Die Bundestagswahl 2021: So könnte sie ausgehen
In den Prognosen zur Bundestagswahl 2021 bleibt die Union aus CDU und CSU weiterhin stärkste Kraft. Die Umfragewerte der Partei liegen bei 28,1 Prozent, was einen Verlust von 4,8 Prozentpunkten gegenüber 2017 bedeuten würde. 2013 waren es sogar noch 13,4 Prozentpunkte mehr. Die Grünen haben derweil Aussichten auf das stärkste Wahlergebnis ihrer Parteigeschichte. Vor vier Jahren erhielt das Bündnis 90 8,9 Prozent der Stimmen — in den derzeitigen Umfragen erreichen die Politiker um Annalena Baerbock stolze 20,6 Prozent.

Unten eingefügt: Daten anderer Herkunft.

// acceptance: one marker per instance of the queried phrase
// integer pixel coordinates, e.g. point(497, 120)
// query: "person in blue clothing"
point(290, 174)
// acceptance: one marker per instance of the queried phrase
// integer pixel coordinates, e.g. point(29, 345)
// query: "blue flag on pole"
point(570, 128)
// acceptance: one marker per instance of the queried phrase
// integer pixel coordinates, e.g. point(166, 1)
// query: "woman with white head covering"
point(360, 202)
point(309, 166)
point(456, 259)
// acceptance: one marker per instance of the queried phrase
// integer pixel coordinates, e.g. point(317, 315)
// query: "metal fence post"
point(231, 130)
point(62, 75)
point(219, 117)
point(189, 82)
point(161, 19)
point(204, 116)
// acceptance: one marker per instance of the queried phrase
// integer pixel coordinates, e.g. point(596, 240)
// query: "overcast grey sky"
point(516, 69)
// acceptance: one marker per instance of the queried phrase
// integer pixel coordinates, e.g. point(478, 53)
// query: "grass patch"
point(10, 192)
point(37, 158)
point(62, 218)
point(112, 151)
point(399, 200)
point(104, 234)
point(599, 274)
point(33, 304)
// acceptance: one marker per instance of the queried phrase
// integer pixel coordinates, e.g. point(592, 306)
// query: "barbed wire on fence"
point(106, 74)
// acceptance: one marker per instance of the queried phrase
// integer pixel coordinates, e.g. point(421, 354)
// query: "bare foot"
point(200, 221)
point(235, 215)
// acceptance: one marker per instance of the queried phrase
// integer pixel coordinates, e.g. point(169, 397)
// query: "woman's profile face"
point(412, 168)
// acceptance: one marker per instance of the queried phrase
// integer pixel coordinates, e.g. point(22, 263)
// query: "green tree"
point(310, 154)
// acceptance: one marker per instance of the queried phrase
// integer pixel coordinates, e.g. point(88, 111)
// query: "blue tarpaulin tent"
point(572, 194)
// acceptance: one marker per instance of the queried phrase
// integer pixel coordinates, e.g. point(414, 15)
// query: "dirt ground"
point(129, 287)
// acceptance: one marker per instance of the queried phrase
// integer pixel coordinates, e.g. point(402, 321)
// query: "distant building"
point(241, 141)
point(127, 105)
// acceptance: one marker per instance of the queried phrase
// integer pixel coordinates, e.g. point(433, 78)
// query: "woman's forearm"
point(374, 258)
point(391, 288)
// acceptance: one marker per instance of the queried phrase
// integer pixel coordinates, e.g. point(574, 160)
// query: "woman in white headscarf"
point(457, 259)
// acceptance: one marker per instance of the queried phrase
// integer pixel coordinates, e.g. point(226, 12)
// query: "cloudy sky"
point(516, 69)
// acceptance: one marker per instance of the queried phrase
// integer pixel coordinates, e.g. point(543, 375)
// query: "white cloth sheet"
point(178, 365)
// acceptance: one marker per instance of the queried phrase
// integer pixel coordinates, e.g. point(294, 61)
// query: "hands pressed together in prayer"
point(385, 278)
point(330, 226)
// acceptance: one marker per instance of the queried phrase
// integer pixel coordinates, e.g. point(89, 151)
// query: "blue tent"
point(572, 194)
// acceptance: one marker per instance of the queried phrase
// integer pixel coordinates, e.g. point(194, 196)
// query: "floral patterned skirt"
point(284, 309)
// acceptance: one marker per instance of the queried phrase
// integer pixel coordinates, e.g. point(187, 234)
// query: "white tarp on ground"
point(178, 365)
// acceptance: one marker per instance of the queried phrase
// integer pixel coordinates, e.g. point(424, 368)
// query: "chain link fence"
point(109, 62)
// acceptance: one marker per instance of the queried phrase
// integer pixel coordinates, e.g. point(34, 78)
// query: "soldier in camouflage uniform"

Damit sind die Grünen derzeit die zweitstärkste Kraft. Die SPD dagegen ist weiter auf Abwärtskurs. Konnte sie 2017 noch 20,5 Prozent der Wähler für sich gewinnen, liegt sie derzeit bei gerade mal 16 Prozent. Die FDP schaffte 2017 mit 10,7 Prozent den Wiedereinzug in den Bundestag und könnte laut der Prognosen 2021 12,5 Prozent der Stimmen erhalten. Die Umfragewerte der AfD sind gesunken: 2017 gab es 12,6 Prozent, 2021 könnten es 9,8 Prozent werden. Auch die Linke verliert möglicherweise Wählerstimmen. Während sie 2017 mit 9,2 Prozent in den Bundestag einzog, sagen die Prognosen für 2021 6,8 Prozent voraus. Obwohl die Umfragewerte einen Anhaltspunkt für den späteren Wahlausgang bieten, sind sich Experten einig, dass die Stimmvergabe sich durchaus kurzfristig ändern kann, insbesondere im Hinblick auf die ungewisse Entwicklung der Corona-Lage.